In “The Tribe,” the narrative notes that “Today’s Jews don’t always experience anti-Semitism directly and when they do they don’t speak up,” and that “Jews feel a sense of empathy with outsiders.” I asked Shlain to reconsider this in light of the current climate, marked by desecrations of Jewish cemeteries and bomb threats at Jewish Community Centers, as well as the immigration and travel ban conversation.

“There is an awakened activism in light of the elections,” she said. “People are standing up and putting forth who they are. We made the film in a more peaceful time but now everyone’s on high alert.” She also noted that she feels “very connected to the immigrant and refugee issue,” and hopes that “film can wake you up for what it’s like for the other. I keep thinking of the civil rights movement and how we were right alongside them. This is a chance for us to align with people who are being discriminated against,” by going to marches and protests, signing petitions, showing up to congressional offices, and attending screenings and discussions that are nonpartisan, she said.

As we talked, we got back to Barbie, discussing “The Tribe’s” claim that she is both “an icon and a false idol.” The feminist filmmaker, whose two daughters prefer American Girl dolls, observed that although “our culture needs to project this fake perfection, people are talking about it more,” citing some strides forward, including fashion’s embrace of transgender models, in terms of potentially breaking down the unrealistic ideals that Barbie represents. (When I suggested there might be a market for a “Ruth Barbie Ginsberg” Barbie – based on Supreme Court Justice Ruth Bader Ginsberg – Shlain laughed and insisted I include it in this piece.) She added that she believes that with such products as the women of NASA Lego series and the push toward encouraging girls in STEM, we may begin to see more realistic role models.

Shlain’s style as a filmmaker is very modern but also uses archival and historical footage as well as charts and graphs, a style that reflects our complicated media reality.

“Today we’re being thrown so many things from different sources,” she said, noting that what’s needed is someone who is “leading you through the journey to give you context.
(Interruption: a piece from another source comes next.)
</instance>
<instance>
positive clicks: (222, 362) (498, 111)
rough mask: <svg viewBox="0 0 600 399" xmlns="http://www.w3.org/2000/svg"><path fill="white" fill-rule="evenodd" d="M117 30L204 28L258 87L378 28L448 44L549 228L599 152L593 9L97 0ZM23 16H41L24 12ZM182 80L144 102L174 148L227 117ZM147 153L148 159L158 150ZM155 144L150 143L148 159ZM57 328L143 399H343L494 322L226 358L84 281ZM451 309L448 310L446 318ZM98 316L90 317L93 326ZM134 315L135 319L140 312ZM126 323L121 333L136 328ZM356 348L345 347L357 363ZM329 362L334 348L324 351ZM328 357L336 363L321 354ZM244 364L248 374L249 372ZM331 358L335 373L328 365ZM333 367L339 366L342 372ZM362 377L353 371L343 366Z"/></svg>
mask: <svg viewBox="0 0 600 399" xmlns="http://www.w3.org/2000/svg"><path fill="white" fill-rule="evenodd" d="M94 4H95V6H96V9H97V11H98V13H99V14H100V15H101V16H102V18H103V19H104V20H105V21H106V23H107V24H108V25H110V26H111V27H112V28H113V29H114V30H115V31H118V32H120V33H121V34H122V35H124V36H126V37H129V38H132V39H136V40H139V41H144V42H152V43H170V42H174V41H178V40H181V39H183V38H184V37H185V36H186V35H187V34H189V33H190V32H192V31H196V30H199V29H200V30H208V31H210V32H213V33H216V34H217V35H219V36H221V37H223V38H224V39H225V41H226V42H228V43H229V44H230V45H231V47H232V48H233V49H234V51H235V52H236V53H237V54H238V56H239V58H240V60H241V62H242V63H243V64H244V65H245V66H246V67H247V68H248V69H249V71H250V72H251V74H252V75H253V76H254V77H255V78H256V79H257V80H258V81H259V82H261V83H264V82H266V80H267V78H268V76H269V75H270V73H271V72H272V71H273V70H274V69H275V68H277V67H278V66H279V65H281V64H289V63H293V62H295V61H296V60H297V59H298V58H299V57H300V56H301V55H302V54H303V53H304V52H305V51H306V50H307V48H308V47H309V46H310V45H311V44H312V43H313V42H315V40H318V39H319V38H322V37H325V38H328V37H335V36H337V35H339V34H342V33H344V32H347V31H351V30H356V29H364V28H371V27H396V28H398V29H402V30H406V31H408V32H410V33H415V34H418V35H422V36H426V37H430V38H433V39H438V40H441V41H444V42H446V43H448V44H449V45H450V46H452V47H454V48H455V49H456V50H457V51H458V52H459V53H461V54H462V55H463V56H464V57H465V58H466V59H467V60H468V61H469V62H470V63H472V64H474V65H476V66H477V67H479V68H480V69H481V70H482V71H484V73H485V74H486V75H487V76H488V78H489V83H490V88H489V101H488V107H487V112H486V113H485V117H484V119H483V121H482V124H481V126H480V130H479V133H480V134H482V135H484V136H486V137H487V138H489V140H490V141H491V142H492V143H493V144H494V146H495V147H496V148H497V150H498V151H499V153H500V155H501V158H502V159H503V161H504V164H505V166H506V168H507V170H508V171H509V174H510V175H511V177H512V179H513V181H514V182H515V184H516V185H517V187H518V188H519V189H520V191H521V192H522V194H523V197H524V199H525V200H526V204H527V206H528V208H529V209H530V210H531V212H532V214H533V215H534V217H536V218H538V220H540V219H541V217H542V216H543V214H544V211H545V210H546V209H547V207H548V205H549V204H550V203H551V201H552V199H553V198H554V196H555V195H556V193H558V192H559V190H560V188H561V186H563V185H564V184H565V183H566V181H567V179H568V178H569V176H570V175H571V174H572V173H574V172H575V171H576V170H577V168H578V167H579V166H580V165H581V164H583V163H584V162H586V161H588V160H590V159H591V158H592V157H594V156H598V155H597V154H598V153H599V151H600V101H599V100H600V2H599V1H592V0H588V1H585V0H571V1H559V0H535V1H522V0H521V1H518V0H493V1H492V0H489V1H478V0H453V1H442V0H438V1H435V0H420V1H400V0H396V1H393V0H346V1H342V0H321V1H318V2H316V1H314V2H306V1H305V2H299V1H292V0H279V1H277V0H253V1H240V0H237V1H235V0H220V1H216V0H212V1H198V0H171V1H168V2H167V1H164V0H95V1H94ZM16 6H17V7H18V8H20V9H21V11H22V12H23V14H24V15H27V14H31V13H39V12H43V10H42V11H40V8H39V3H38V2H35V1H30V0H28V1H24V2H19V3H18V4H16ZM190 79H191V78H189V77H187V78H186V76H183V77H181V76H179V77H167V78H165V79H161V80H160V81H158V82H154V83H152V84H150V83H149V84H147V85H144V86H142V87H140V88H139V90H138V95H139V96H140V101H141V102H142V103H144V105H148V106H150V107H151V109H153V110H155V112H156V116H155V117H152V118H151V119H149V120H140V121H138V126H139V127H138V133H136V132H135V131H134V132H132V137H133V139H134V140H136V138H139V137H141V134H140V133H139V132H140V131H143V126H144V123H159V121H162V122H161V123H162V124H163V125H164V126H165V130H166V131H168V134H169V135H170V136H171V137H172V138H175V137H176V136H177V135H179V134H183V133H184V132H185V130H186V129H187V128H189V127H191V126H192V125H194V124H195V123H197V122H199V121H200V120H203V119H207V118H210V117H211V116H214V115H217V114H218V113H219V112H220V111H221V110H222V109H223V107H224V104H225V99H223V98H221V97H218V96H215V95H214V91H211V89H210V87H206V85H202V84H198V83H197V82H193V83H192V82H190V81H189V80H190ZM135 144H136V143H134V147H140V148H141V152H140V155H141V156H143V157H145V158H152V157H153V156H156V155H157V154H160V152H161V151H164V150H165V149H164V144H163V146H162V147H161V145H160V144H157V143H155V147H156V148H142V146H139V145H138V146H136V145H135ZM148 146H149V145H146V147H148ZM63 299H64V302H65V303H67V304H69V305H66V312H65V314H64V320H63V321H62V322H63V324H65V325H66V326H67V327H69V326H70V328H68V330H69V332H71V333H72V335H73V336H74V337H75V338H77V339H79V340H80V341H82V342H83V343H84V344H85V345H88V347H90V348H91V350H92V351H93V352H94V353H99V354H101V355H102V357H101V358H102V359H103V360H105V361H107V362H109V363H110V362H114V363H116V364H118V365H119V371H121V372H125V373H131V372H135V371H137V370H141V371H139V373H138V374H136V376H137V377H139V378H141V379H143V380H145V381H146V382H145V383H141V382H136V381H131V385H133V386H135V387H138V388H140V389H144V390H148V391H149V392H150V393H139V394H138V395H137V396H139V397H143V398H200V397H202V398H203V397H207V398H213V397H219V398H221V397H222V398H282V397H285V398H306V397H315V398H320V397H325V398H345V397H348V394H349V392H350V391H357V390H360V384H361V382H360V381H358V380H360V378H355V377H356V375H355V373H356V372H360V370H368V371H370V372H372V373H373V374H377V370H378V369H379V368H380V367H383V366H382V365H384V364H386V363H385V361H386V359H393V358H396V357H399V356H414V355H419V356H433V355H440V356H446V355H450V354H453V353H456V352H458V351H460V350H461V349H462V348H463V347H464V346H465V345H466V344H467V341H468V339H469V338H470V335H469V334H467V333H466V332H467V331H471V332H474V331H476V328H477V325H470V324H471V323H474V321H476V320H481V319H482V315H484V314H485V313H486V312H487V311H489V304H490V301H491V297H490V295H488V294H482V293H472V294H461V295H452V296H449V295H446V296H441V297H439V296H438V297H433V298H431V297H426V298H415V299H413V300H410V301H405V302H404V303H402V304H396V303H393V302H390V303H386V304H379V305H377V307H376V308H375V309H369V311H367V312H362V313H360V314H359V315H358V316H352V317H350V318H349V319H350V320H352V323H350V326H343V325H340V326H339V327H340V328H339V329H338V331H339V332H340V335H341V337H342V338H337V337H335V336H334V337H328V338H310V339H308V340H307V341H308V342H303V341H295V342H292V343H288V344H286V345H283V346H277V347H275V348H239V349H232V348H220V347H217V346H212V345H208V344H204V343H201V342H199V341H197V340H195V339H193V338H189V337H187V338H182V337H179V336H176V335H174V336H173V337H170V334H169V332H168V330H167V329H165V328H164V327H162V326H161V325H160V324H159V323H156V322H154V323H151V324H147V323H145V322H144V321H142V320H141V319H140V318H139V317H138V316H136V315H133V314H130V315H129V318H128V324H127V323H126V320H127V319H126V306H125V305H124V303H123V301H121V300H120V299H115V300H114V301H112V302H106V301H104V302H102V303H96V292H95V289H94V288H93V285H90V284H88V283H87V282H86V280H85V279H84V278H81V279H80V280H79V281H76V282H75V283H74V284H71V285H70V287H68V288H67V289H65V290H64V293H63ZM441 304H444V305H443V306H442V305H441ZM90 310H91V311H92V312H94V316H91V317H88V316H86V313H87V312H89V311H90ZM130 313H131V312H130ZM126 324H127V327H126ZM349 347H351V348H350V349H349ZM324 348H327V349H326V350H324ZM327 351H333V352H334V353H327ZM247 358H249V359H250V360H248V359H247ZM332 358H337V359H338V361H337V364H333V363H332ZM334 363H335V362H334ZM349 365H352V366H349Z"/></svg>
We’re missing this today. There’s no overarching narrative. I still think that film and creators can create that narrative for people because people are very overwhelmed.”

One of the ways that Shlain combats that sense of overload is that for the past seven years, she’s taken one day a week as “a tech Shabbat,” turning off all screens. “It’s such an important thing to turn off the media to give me perspective. People are just too inundated and you lose perspective without having time away to find out what the narrative is.”

Since “The Tribe,” Shlain has continued to create narratives: in “Connected,” examining how the internet bridges gaps, creates community and keeps us connected; in “The Science of Character,” examining how to develop character based on neuroscience research; in “Making a Mensch,” applying Jewish values in an exploration of how to raise children to become good people; and in “50/50,” exploring the subject of women in leadership and what it will require of us as a society to get to a state of gender equality. In many of these cases, Shlain encouraged viewers to do simultaneous screenings around the world, to start a global conversation and create a communal experience. (You can view a number of other short films at her website, LetItRipple.org.)

The next global communal experience on Shlain’s agenda is 50/50 Day, May 10, 2017, an attempt to bring together people around the world to discuss what it will take to get us to a gender-balanced world, to the benefit of everyone. People sign up to host a short film screening, engage in discussion using provided materials, and join a global LiveCast Q&A featuring different speakers every half hour for 24 hours. (You can view the trailer for this event below and sign up here.)

We don’t have to love Barbie or her unrealistic dimensions. But for Shlain, Barbie was a creative catalyst for exploring her own Jewish identity and creating “The Tribe,” and forging the beginnings of her path as a powerful feminist filmmaker.